Le général français Henry Gouraud entra à Damas en juillet 1920.
Après avoir frappé sur le tombeau de Saladin.
La Syrie est un pays arabe du Moyen-Orient (Asie occidentale).
Elle se nommait au XIXe siècle Bilad al-Cham Dans la ville
excavée d’Ebla, dans le nord-est de la Syrie, les archéologues
ont découvert en 1975 les vestiges d’un grand empire sémite, qui
va du nord de la mer Rouge jusqu’en Turquie et à l’est jusqu’en
Mésopotamie. Cet empire datant de 2500 à 2400 ans av. J.-C. fait
de la langue d’Ebla la plus ancienne langue sémitique du monde.

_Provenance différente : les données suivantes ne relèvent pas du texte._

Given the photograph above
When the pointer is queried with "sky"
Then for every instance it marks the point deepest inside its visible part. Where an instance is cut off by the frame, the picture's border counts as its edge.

Damas a été fondée plus de 10.000 ans av. J.-C.; elle est une
des villes les plus anciennes du monde et a été habitée le plus
longtemps sans interruption Ethniquement, les Syriens font
partie du peuple sémitique originaire du Levant. L’Histoire du
peuple syrien est plusieurs fois millénaire. Ce peuple et cette
terre ont connu différentes invasions, différents brassages et
différentes acculturations. Après l’entrée des musulmans en
Syrie, la ville est devenue la capitale de l’Empire omeyyade,
elle atteint ainsi un prestige et une puissance encore inégalés
dans l’histoire syrienne. Cet empire s’étendait de l’Espagne à
l’Asie centrale (661 à 750 apr. J.-C). En 1260, Damas est
devenue la capitale provinciale de l’empire des Mamelouks. Elle
sera occupée par les Ottomans pendant cinq siècles jusqu’en
1918.
Les relations avec Israël
L’histoire de la Syrie du XXe siècle est celle de la rapine des
deux impérialismes britannique et français, qui se sont acharnés
sur l’Empire Ottoman L’homme malade de l’Europe. Un homme: le
général Gouraud, Haut commissaire de la République française en
Syrie, laissera une trace indélébile. Les troupes anglaises du
général Allenby entrent le 1er octobre 1918 à Damas, et celles
de Fayçal le 3 octobre. Le 8 janvier 1919 a lieu la Conférence
de Paris où Lawrence assiste Fayçal. Les promesses faites aux
Arabes se heurtent aux intérêts franco-britanniques pour le
partage du Proche-Orient. En avril 1920, la conférence de San
Remo en Italie, confirmant les accords Sykes-Picot modifiés
(accords sur les pétroles), donne à la France les mandats sur le
Liban et la Syrie, à l’Angleterre les mandats sur la Palestine,
la Syrie du sud (Transjordanie) et l’Irak. Les incidents se
multiplient. Le 14 juillet 1920, le général Gouraud lance un
ultimatum à Fayçal. Le 24 juillet 1920, l’armée française livra
un violent combat à Khan Meiseloun et fit son entrée à Damas, le
25 juillet 1920, déposa l’émir Fayçal. Le général Gouraud entra
à Damas en juillet 1920. Après avoir frappé sur le tombeau de
Saladin à l’intérieur de la Mosquée des Omeyyades, Gouraud
s’écria: «Réveille-toi Saladin, nous sommes de retour. Ma
présence ici consacre la victoire de la croix sur le croissant.»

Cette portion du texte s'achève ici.